Dong Xu is currently an assistant professor at Nanyang Technological University at Singapore. He received the B.Eng. and PhD degrees from the Electronic Engineering and Information Science Department, University of Science and Technology of China, in 2001 and 2005, respectively. During his PhD study, he worked at Microsoft Research Asia and The Chinese University of Hong Kong for more than two years. He also worked at Columbia University for one year as a postdoctoral research scientist. His research interests include computer vision, pattern recognition, statistical learning and multimedia content analysis. He has published more than 20 papers in top venues including T-PAMI, T-IP, T-CSVT, T-SMC-B and CVPR. He is an associate editor of Neurocomputing (Elsevier). He is the guest editors of three special issues on video and event analysis in IEEE Transactions on Circuits Systems for Video Technology (T-CSVT), Computer Vision and Image Understanding (CVIU) and Pattern Recognition Letters (PRL), and a coauthor of a forthcoming book entitled "Semantic Mining Technologies for Multimedia Databases". He was awarded a Microsoft Fellowship in 2004.
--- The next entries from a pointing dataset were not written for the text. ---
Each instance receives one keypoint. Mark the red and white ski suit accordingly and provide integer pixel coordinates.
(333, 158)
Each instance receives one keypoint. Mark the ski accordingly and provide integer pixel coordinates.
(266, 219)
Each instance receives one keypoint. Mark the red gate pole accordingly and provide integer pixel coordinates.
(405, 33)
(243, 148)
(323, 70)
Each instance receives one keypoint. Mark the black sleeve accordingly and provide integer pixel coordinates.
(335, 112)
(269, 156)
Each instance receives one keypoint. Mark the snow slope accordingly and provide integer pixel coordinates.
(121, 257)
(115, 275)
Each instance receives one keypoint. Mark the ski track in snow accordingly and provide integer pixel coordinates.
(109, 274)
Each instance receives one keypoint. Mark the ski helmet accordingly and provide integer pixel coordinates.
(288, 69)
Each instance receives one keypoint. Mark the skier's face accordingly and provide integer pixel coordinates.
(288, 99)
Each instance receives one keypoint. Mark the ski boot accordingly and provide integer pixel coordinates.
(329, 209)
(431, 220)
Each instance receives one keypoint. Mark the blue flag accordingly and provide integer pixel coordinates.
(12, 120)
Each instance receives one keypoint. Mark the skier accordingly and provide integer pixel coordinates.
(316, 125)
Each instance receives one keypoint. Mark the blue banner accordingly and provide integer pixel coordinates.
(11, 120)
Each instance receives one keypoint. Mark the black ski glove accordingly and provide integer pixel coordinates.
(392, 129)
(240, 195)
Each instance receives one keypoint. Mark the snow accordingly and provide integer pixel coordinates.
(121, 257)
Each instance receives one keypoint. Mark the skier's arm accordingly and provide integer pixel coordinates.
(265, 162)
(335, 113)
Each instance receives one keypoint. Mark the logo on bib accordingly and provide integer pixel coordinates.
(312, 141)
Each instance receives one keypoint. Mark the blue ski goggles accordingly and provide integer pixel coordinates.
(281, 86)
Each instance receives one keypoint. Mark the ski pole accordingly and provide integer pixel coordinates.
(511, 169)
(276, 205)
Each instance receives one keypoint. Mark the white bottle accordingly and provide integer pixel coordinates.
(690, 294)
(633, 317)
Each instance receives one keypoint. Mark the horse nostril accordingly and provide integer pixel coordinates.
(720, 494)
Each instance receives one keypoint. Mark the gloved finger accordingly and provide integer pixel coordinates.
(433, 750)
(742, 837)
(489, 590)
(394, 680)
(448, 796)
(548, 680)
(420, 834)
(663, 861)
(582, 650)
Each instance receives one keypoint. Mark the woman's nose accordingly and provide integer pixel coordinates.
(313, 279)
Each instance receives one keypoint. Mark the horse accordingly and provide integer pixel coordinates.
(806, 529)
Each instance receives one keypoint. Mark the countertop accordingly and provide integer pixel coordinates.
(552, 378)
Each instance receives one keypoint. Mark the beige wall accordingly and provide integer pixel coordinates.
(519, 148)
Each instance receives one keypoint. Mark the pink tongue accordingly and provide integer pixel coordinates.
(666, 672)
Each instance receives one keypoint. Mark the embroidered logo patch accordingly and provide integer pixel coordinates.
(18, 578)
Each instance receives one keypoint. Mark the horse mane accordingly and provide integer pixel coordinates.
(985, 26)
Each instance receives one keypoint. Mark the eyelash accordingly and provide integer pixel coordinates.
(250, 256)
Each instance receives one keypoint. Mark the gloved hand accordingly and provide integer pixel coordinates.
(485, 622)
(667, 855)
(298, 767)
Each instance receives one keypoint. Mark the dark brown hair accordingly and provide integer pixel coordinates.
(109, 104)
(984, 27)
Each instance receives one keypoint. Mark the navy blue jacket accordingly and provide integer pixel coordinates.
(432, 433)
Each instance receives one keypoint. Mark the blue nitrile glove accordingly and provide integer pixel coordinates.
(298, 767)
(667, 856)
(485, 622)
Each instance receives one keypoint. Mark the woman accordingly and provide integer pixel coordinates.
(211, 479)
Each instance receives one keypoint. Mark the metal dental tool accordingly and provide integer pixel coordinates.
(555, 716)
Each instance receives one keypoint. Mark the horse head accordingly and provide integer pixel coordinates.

Xuelong Li holds a permanent post at Birkbeck College, University of London and a visiting/guest professorship at Tianjin University and University of Science and Technology of China. His research focuses on cognitive computing, image/video processing, pattern recognition, and multimedia. His research activities are partly sponsored by EPSRC, the British Council, Royal Society, and the Chinese Academy of Sciences. He has over a hundred scientific publications with several Best Paper Awards and finalists. He is an author/editor of four books, an associate editor of IEEE Trans. on Image Processing, IEEE Trans. on Circuits and Systems for Video Technology, IEEE Trans. on Systems, Man and Cybernetics Part B, and IEEE Trans. on Systems, Man and Cybernetics Part C. He is also an associate editor (editorial board member) of ten other international journals and a guest co-editor of eight special issues. He has served as a chair of around twenty conferences and a program committee member for more than eighty conferences. He has been a reviewer for over a hundred journals and conferences, including eleven IEEE transactions. He is a academic committee member of the China Society of Image and Graphics, a senior member of the IEEE, the chair of IEEE Systems, Man and Cybernetics Society Technical Committee on Cognitive Computing, and a member of several other technical committees of IEEE Systems, Man and Cybernetics Society and IEEE Signal Processing Society Technical Committee on Machine Learning for Signal Processing (MLSP). He is a Chapters Coordinator of the IEEE Systems, Man and Cybernetics Society.